Westmont Magazine Using Power to Help People
Shane Kelly ’07 majored in religious studies and planned to be a theologian. “My classes deeply shaped my faith and my view of the world and taught me to approach life and faith with intellectual rigor,” he says. “Then I decided I wanted to do something rigorous that affected people’s lives and get closer to the pain of the world.” Instead of pursuing theology, he earned a law degree at Georgetown University and prepared to help people.
Sonja Egeland ’08 majored in English and political science, minored in psychology, and often took more than a full load. “I loved the rigor of my classes,” she says. “That’s why I chose Westmont.” She also served as a resident assistant and assistant resident director in Armington Hall. “It was a very full experience,” she says. An internship with Opportunity International led to a full-time job after she graduated. The organization seeks to create jobs through microfinance.
Shane and Sonja got married in 2008 in Chicago and have lived in Washington, D.C., for eight years despite their desire to move to another country and do direct service work. “All those doors have been closed,” Sonja says. “God has kept us here intentionally. It’s frustrating sometimes, but we’re grateful for the influence we’ve had on people in need here and throughout the world.”

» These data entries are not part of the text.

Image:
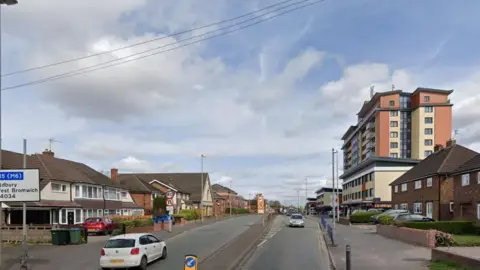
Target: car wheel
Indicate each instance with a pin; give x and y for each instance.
(143, 263)
(164, 253)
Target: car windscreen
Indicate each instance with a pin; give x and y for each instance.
(120, 243)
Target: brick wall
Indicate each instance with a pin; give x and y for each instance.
(143, 200)
(412, 236)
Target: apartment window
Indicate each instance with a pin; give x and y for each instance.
(418, 184)
(59, 188)
(417, 208)
(465, 179)
(429, 182)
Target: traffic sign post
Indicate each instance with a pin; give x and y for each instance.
(191, 262)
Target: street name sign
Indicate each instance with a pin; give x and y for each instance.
(22, 185)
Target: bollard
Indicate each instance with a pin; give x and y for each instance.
(347, 257)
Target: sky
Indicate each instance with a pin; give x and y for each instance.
(265, 104)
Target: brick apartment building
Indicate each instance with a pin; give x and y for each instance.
(428, 188)
(466, 199)
(395, 130)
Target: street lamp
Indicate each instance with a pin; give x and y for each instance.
(202, 156)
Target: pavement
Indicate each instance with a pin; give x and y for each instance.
(372, 251)
(189, 238)
(285, 248)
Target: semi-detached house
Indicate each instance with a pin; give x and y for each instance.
(70, 192)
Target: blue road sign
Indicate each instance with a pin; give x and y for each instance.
(190, 262)
(13, 175)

They bought a house near Capitol Hill in Carver Langston, a low-income neighborhood, where they live with their 2-year-old daughter. “D.C. is a world-class but highly unequal city,” she says. “By choosing this neighborhood, we got a more nuanced picture of life here.”

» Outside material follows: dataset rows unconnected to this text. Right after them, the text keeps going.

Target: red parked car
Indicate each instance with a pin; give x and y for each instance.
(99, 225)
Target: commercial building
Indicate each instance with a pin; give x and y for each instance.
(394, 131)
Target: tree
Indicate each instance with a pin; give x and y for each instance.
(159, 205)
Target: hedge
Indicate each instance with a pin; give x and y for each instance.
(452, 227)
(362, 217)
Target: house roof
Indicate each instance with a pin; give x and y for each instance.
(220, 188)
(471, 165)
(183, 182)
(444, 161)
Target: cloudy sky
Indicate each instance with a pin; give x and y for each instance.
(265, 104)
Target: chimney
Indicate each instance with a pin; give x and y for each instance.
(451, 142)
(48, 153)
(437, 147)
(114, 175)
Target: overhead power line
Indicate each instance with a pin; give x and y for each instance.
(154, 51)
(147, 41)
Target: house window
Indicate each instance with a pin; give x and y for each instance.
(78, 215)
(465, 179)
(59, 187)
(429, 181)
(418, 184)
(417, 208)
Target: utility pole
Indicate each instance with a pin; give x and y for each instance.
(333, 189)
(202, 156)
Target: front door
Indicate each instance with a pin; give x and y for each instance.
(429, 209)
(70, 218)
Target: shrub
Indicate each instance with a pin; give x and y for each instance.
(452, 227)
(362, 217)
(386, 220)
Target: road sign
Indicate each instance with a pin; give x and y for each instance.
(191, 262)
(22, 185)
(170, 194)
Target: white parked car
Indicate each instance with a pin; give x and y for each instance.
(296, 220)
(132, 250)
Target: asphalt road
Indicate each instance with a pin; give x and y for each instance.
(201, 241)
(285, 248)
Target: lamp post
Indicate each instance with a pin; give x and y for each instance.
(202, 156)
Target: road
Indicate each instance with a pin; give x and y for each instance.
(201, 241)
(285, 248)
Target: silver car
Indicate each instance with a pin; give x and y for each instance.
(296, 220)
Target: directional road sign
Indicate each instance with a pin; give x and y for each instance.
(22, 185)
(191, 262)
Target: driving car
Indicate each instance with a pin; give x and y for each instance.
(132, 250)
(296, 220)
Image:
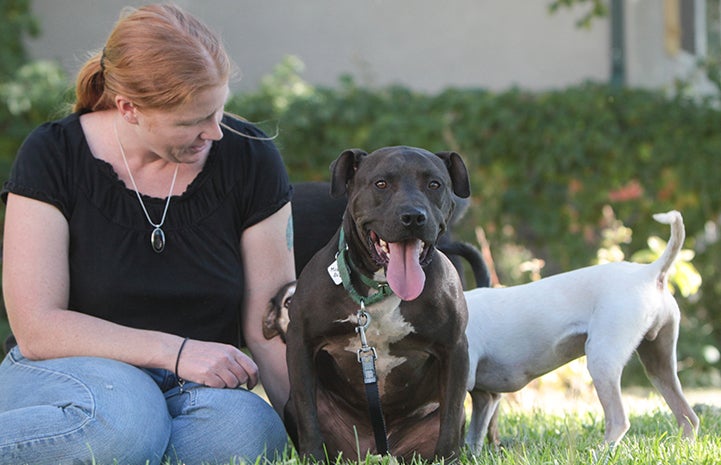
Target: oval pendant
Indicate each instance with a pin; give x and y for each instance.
(157, 240)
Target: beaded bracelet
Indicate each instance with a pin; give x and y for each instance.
(181, 381)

Shane took a job with Wiley Rein, a large law firm, and specialized in white-collar criminal defense and government investigations. “Interpreting complex biblical texts and making sense of them prepared me well for legal work,” he says. He did pro bono work for the Northern Virginia Human Trafficking Initiative, and his position with a powerful firm helped him coordinate services for trafficking victims. This fall, he became counsel for the U.S. Senate Select Committee on Ethics.
Sonja left Opportunity International for a doctoral program at American University. “The job made me interested in better understanding microfinance poicy to learn what works and what doesn’t work,” she says. After a year of school, she started consulting for the World Bank and then for the Center for Financial Inclusion, a small think tank, on microfinance. As the director of research at the center, she traveled to 45 countries in seven years while she finished a degree in international relations. She wrote her dissertation on financial inclusion policy. In August, she began a two-year fellowship in digital finance funded by the Gates Foundation to advise the State Department on microfinance and financial inclusion. “This position brings together all my experience and passions,” she says.

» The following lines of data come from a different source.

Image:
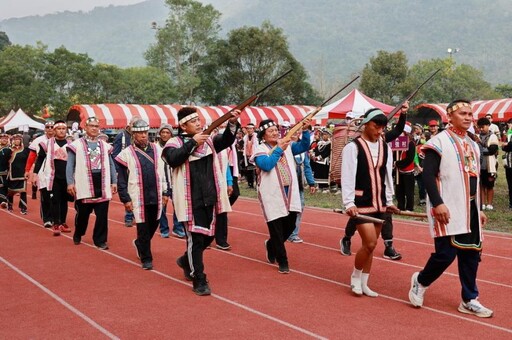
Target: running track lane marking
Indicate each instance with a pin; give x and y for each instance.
(104, 331)
(59, 299)
(282, 322)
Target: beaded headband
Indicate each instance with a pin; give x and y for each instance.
(456, 106)
(187, 118)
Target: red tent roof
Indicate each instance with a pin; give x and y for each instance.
(118, 115)
(501, 109)
(356, 102)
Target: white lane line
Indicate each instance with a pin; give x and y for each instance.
(59, 299)
(180, 281)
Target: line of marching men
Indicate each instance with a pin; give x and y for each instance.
(84, 171)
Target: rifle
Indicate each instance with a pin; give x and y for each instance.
(311, 114)
(218, 122)
(409, 97)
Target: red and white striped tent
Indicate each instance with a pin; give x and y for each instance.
(501, 109)
(118, 115)
(356, 102)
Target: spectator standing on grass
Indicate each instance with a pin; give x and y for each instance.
(278, 187)
(489, 145)
(16, 177)
(451, 176)
(367, 188)
(507, 147)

Shane and Sonja both served on the board of People Reaching People, a ministry of the Anglican Diocese in Madagascar. They attend a small, diverse Foursquare Church in Virginia with other Westmont alums. “It feels like a family, which is wonderful in a city where you can get lost,” she says.
“We’ve been swept up by our careers,” Sonja says. “We didn’t seek them out. We wanted to help people, and this is where God has taken us. We’ve seen a lot get done through the systems of power: finding good lawyers for trafficking victims and creating policy for inclusionary financial systems. We’ve been able to help more people than we expected, and we’re glad God had a plan to work through our jobs.”